Last week saw the strangest and greatest phenomenon happen to the gaming community. Canadian rapper Drake, along with rapper Travis Scott and American football pro JuJu Smith-Schuster, decided to spend their Wednesday night playing Fortnite with Twitch streamer Ninja.
Which is better – Fortnite Battle Royale or PlayerUnknown’s Battlegrounds?
It is not surprising that the stream blew up on social media and became an overnight sensation. But what is worth discussing is the fact that they rallied around Epic’s online shooter rather than an annualised sports game, or one of Activision and EA’s yearly shooters – games these big companies regularly pay stars like these to promote.
Before last July, no-one would have guessed that Fortnite would gain the prestige it has now. We had been left wondering if the game still existed beyond its announcement trailer in 2011 as Epic slowly developed Unreal Engine 4 alongside it. When it did finally release as an Early Access title it didn’t manage to light the world on fire. It seemed its fate, much like Gearbox’s now-defunct online shooter Battleborn, it would be a game whose community (or lack thereof) would determine if it would live on for years or die within a handful of months.
Then the game’s true strength was found when Epic announced Fortnite Battle Royale in September 2017 – hot on the heels of the massively popular PlayerUnknown’s Battlegrounds. The Battle Royale mode has become so popular since then that it is now the most streamed game on Twitch and the newly launched mobile version topped the iOS charts across 13 countries. Given the extraordinary success of Fortnite the fact that it is now attracting celebrities from outside of games towards its shrinking battle arenas is to be expected. It is not just Drake, either: international rugby players have imitated animations from the game during matches, and even Roseanne from the TV series Roseanne (yes, her) has caught the Fortnite fever.

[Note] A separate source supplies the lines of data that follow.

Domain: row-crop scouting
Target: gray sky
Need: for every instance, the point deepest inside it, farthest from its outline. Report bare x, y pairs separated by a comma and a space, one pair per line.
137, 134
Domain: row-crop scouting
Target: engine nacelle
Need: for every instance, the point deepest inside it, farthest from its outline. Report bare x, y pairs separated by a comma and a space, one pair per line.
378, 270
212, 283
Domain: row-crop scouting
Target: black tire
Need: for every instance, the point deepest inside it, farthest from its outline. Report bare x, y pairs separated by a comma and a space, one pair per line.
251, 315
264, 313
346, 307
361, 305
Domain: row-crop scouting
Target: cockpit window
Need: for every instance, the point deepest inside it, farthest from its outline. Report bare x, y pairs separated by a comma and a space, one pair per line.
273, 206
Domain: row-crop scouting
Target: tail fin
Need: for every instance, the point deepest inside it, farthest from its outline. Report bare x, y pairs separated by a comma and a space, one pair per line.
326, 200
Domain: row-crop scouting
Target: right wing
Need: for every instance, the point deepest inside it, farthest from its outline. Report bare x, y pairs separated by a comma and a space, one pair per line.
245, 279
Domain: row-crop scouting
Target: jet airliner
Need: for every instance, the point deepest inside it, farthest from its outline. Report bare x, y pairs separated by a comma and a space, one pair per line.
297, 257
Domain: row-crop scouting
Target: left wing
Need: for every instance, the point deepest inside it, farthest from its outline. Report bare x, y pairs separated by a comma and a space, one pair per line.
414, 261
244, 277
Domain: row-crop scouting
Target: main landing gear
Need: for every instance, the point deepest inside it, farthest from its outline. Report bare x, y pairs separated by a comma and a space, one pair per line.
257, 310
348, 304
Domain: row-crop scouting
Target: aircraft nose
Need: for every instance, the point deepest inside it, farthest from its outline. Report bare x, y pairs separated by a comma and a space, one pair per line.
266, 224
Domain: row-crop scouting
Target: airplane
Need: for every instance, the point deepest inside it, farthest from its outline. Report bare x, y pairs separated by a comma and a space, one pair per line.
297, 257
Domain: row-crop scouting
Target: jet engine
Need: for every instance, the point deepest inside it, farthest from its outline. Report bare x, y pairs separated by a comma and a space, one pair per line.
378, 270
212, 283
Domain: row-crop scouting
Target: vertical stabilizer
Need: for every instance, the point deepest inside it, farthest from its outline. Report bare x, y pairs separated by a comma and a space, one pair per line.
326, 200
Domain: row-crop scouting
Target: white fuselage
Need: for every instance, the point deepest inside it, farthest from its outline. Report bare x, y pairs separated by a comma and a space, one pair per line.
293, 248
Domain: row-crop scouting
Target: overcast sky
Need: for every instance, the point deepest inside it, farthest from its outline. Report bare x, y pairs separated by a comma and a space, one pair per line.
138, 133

I have 20 fortnite victory royale wins
— Roseanne Barr (@therealroseanne) February 27, 2018
What has propelled Fortnite to this status is Epic’s willingness to react to what people want – as they told us previously, their approach is to interact with players all the time and spend their time “furiously iterating” based on that feedback. In other words, they treat Fortnite as a service – not a static game, but a platform that they can add new play modes and customisation options to as they see fit.
It was initially prototyped based on what was popular in 2011 – crafting mechanics and tower defence – but has since been moulded into a battle royale game. It was initially a PC exclusive but Epic have embraced cross-play culture by releasing it on console and mobile – something that PUBG Corp are trying to do too, but are struggling to compete with the speed at which Epic are doing it. Perhaps most important is that Epic made Fortnite Battle Royale free-to-play from the start, enabling them to reach a broader audience than both H1Z1 and PUBG. Now, seeing Fortnite’s capacity to attract stars, Epic have arranged a celebs vs. pros competition to be held at this year’s E3 – they are always ahead of the curve.
It probably also helps that Fortnite has a friendly look to it. Compare it to its biggest rival, PUBG, and Fortnite is bright, colourful, and should be much more appealing to someone who doesn’t play many games. Rather than having the same harsh, serious military look of a Tom Clancy title – as is the issue with PUBG – Fortnite presents a welcoming world of cartoon violence.
When Drake was playing Fornite with Ninja he would bark out the title of his latest number one song, God’s Plan, when reviving his teammates, implying that his success in the game as much as it is in life is the plan of a higher being – he cannot be stopped. Some may say the same about Epic and the runaway popularity of Fortnite, except in their case the higher power is not God, it is the platform they have built and how readily they can alter it.